Headache #1: Digging insight out of a pile of questionnaire responses isn't easy.
Depending on the size of your company and the matter at hand, your hold notices and questionnaires could return hundreds of responses. You want to gain quick insight into this information, such as who has responded and who hasn’t, but exporting the data to a Microsoft Excel spreadsheet is cumbersome and time-consuming.
Cure #1: Apply data analysis practices to questionnaire responses.
Rely on visualizations, like bar graphs or pie charts, to get the insight you need. Applying a few filters to slice and dice your data and spin up an easy-to-read visual within your legal hold tool will make your investigation easier and show you everything you need to know at a glance—without wrestling with Excel.
Headache #2: Certain people are only privy to certain things when you’re under multiple litigation holds.
Picture it: You have multiple holds occurring simultaneously—for example, one for an HR matter and another for an IP case. Different teams own these holds, and you want them to use the same process for managing them. However, you also need to ensure confidential information stays confidential.
Cure #2: Customize your security settings.
In your litigation hold tool, spend a little time up front adjusting the permissions per individual hold so project owners and their teams can only see the holds to which they’re assigned. If one group of paralegals is working on an IP hold, for example, it’s worth thinking through the permissions they won’t need so there’s no fear of them catching a glimpse of your internal HR matters.
Headache #3: You have information to track that doesn’t fit the legal hold mold.
Every organization does things a little differently, including how they capture, track, and use information throughout the legal hold process. Matching a repeatable process to the kind of project that’s different every time can be an uphill battle.
Cure #3: Make it your own.
Embrace the ambiguity: There’s no point in trying to fit square-shaped information into a round hole.

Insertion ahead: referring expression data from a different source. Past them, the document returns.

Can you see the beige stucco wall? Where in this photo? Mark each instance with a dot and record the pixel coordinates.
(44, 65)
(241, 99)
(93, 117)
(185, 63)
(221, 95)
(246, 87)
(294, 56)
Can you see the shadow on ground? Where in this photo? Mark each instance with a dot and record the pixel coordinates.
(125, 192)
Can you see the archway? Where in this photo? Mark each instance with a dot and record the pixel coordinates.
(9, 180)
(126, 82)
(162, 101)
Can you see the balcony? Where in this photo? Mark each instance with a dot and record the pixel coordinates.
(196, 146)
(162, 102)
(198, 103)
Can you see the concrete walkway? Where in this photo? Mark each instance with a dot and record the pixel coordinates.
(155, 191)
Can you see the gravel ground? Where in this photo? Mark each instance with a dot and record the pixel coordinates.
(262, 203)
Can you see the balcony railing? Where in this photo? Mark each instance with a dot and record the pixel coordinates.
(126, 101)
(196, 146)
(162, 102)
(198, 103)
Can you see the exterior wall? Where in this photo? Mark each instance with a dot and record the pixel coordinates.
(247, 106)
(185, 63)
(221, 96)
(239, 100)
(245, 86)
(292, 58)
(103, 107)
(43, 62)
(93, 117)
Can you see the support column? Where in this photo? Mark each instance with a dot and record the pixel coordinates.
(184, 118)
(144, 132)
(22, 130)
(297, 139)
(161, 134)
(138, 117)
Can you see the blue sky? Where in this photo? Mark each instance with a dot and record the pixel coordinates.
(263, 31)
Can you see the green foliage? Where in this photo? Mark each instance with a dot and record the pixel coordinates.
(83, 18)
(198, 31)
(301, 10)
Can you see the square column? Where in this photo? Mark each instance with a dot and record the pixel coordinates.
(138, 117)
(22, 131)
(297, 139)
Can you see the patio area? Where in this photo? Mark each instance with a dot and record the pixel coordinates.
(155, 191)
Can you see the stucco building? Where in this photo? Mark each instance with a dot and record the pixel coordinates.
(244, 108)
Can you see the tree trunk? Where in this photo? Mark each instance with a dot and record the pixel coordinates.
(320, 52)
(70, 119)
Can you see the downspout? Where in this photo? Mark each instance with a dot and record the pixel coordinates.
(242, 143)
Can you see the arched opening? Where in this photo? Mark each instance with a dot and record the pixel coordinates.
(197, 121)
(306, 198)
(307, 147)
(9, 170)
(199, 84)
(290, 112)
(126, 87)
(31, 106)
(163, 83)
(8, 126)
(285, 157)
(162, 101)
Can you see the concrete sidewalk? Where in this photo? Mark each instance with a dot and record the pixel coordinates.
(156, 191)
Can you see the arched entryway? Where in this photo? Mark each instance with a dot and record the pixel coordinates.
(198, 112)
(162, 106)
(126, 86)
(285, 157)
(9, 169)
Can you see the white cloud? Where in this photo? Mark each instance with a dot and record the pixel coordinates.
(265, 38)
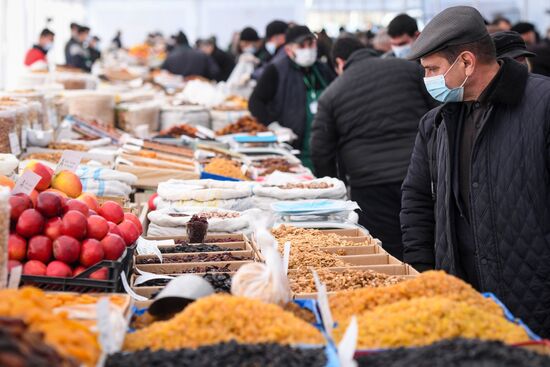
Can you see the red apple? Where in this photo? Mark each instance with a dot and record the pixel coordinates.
(113, 228)
(151, 202)
(90, 200)
(59, 269)
(79, 269)
(40, 248)
(74, 224)
(34, 267)
(53, 228)
(13, 263)
(30, 223)
(111, 211)
(73, 204)
(134, 219)
(17, 247)
(91, 252)
(66, 249)
(113, 246)
(101, 274)
(49, 204)
(129, 231)
(97, 227)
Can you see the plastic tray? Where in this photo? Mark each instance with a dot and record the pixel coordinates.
(81, 283)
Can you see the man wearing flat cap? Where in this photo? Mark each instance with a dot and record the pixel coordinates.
(289, 88)
(476, 199)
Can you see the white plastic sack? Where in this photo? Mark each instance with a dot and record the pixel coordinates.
(203, 190)
(337, 191)
(106, 174)
(162, 217)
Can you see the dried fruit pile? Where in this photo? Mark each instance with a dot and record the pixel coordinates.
(456, 353)
(246, 124)
(21, 347)
(425, 320)
(221, 318)
(186, 248)
(432, 283)
(225, 167)
(302, 281)
(230, 354)
(70, 338)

The time it takes to create custom fields in your legal hold software to capture project-specific information about custodians or communications is far less than the time it would take to forgo the process and handle things manually.
Headache #4: You need to get status updates to outside counsel regularly.
To stay apprised of the matter, outside counsel wants to stay updated on responses to your litigation hold, but sending reports and updates can be time-consuming. Plus, with busy schedules on both sides of the firewall, checking in can be cumbersome.
Cure #4: Schedule reports.
Rather than compiling status updates whenever you have a spare moment, set up a regularly scheduled report. That way, at say, 7:00 a.m. every Monday, you and whomever you choose will receive an automated update straight to their inbox.